Guillaume Rostand : « Dans l'ensemble, les entreprises semblent tenir le coup car elles se sont adaptées rapidement à la situation par le télétravail, la négociation de prêts ICO, et la mise en place des plans de chômage partiel. Certaines ont même continué à croître, notamment les startups du e-commerce et du logiciel pour lesquelles cette période aura paradoxalement été une opportunité... Cependant, les secteurs les plus violemment et durablement impactés sont ceux dans lesquels on retrouve beaucoup d'entreprises françaises ou francophones : le tourisme, la restauration, le retail, l'événementiel. Dans ces segments, l'activité s'est arrêtée net et personne ne peut prédire avec exactitude quand elle reprendra suffisamment pour espérer retrouver un équilibre économique stable. C'est principalement pour ces entreprises que nous avons lancé l'opération« reboot and growth »
 
Quelle est cette opération exactement ?
Guillaume Rostand : « Reboot and Growth est une initiative à but non lucratif qui vise à apporter de l'aide aux entreprises françaises installées en Espagne. Notre constat est simple et double : nous savons que les effets économiques de la crise sanitaire vont se faire particulièrement ressentir à partir de septembre quand les mécanismes de soutien étatiques diminueront ; par ailleurs, les entreprises françaises basées en Espagne seront moins aidées que celles installées dans l'Hexagone. Nous devons donc nous organiser par nous-mêmes et tâcher de créer un élan de solidarité à l'intérieur de notre communauté. Dans ce but, nous avons réuni une vingtaine de professionnels de la finance et du droit, car les entreprises auront besoin en priorité d'une assistance technique pour passer le cap de ces mois difficiles : gestion du cash, recapitalisation, optimisation des besoins en fonds de roulement, voire accompagnement dans l'arrêt d'une activité... Concrètement, les candidats peuvent déposer un dossier sur notre site (1), et nous mettrons ensuite en contact les entreprises avec un « mentor », celui qui sera le mieux adapté aux problématiques présentées ».
 
«  Nous nous préparons tous à quelque chose de violent »
 
Quelles sont les perspectives pour la rentrée ?

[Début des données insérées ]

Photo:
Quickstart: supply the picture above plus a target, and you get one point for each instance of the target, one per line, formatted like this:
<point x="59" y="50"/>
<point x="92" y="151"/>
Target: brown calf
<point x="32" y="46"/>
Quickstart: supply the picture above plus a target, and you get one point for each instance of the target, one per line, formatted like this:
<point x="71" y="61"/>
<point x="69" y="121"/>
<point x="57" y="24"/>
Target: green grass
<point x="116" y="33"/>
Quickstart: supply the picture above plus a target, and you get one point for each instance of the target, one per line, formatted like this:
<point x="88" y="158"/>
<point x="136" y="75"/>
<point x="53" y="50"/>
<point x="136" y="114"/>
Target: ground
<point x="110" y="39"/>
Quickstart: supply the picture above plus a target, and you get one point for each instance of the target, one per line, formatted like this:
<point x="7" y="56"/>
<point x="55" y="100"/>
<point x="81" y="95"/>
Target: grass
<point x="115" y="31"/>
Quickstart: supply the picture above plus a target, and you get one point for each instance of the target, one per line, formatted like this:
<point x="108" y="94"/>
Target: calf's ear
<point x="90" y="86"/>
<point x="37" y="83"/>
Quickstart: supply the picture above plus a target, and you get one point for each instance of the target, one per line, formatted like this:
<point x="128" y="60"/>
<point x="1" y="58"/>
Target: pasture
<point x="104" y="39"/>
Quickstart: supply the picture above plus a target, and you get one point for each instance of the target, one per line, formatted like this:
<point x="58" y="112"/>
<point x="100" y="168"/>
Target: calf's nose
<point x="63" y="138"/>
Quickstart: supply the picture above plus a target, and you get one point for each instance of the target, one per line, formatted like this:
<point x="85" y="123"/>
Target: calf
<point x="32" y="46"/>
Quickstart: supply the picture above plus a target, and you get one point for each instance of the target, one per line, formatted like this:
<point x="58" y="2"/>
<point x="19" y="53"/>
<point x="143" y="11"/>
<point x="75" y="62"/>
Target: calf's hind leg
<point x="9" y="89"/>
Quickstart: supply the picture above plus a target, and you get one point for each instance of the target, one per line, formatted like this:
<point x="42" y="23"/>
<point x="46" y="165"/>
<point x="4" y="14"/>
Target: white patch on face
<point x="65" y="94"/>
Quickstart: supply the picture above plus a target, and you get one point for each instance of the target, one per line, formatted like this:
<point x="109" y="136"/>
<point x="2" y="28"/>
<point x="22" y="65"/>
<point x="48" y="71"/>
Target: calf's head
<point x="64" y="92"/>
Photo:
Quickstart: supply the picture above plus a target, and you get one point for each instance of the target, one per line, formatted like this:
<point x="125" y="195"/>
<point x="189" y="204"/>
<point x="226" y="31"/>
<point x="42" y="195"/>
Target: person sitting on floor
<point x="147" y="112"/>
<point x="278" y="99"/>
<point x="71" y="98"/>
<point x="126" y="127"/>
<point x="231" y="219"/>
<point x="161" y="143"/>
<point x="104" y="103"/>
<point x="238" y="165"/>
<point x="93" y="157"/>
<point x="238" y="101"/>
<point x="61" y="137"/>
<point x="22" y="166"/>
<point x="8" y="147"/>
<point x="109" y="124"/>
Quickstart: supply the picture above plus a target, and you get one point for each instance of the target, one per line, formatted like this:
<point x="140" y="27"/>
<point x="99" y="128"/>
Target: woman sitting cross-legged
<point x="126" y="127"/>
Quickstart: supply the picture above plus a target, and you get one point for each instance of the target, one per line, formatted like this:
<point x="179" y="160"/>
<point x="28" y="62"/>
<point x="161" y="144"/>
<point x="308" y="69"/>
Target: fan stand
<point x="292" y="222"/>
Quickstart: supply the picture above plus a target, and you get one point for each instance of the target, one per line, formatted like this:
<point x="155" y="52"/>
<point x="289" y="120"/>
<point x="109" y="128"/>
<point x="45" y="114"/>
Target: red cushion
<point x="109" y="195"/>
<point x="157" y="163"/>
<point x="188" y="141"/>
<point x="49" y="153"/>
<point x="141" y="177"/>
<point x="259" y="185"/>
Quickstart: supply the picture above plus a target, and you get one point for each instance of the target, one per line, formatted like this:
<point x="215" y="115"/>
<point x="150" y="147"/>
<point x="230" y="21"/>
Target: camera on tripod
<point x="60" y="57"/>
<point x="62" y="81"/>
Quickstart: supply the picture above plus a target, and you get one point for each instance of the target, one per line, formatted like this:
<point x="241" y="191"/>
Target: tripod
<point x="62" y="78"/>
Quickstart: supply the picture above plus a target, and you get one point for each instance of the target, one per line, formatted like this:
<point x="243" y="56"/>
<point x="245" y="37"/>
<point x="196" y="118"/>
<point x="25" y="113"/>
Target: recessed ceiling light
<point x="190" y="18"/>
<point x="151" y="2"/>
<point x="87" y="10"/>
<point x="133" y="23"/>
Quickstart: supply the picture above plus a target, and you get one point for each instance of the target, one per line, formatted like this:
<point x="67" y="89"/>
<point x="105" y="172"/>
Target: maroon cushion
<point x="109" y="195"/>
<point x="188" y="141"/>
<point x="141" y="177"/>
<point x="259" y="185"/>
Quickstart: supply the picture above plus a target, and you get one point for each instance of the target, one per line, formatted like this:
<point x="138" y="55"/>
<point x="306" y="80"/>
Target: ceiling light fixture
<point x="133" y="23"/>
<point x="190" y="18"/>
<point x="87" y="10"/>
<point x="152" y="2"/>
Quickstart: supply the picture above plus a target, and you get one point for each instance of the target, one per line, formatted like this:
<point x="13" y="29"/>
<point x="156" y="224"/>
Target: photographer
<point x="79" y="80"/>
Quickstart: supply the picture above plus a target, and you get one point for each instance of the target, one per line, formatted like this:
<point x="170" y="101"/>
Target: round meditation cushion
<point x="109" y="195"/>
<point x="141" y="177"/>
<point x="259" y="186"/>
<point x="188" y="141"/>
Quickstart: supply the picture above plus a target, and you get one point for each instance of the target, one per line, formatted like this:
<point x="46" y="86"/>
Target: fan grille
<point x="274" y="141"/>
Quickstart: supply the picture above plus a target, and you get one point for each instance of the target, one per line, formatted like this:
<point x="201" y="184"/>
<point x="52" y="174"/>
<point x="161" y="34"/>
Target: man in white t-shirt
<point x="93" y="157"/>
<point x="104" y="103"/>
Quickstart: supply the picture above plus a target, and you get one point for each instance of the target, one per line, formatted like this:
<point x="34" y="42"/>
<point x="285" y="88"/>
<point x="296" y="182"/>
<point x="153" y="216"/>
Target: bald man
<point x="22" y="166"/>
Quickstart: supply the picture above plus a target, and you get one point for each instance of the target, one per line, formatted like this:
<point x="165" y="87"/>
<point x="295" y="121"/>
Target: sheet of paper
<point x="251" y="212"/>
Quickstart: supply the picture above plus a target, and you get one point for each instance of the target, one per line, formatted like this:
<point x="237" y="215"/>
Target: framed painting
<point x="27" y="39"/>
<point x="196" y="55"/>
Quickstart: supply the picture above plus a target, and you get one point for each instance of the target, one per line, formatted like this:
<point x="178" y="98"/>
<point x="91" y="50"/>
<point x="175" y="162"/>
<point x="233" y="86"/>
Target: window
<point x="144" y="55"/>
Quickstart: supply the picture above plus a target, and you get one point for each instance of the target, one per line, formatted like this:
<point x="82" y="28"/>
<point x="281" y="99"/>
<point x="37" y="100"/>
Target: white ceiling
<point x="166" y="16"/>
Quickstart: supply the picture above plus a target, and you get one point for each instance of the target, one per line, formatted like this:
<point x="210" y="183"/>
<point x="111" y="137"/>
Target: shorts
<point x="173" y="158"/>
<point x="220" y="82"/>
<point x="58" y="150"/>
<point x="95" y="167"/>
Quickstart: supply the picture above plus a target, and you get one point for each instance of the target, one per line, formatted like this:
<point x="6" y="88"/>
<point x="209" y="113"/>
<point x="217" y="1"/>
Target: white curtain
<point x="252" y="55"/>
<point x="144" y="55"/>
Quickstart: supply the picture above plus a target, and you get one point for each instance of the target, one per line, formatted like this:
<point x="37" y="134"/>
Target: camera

Guillaume Rostand : « Elles ne sont pas très encourageantes. Nous vivons encore un peu dans un état de « flottement », favorisé par les mécanismes d'aides mises en place par les gouvernements. Nous nous préparons tous à quelque chose de violent mais, à dire vrai, la situation actuelle est tellement singulière qu'il se peut que le mois de septembre soit moins douloureux que prévu et qu'il ne soit que le début d'une crise dont on peut imaginer qu'elle risque de durer. Cette incertitude sur la durée des difficultés économiques est d'ailleurs très certainement ce qui angoisse le plus les acteurs économiques, et rend compliquée la prise de décision ».

Quelles sont les grandes difficultés qui s'annoncent pour les prochains mois ?
Guillaume Rostand : « Je crois que l'on peut résumer le problème en un mot : « le cash ». La trésorerie des entreprises est affaiblie par six mois d'activité très ralentie, la réduction des dépenses comme de la demande diminue les entrées d'argent ; et dans le même temps, l'accès au crédit devient de plus en plus compliqué. Sans liquidité, les entreprises risquent d'être face à des questions critiques : réduction de personnel, arrêt de l'activité, diminution des investissements... Avec le risque, pour nous tous, d'entrer dans un cercle vicieux ou la réduction des échanges financiers entraîne une précarisation accrue du marché. La plus grande difficulté résidera donc dans les choix à faire et la posture à adopter pour survivre à un ralentissement global de l'économie. Néanmoins, cette crise est aussi l'occasion de saisir des opportunités, de recentrer son business sur certaines opérations ou de valoriser ses assets, pour les vendre ou opérer des acquisitions ».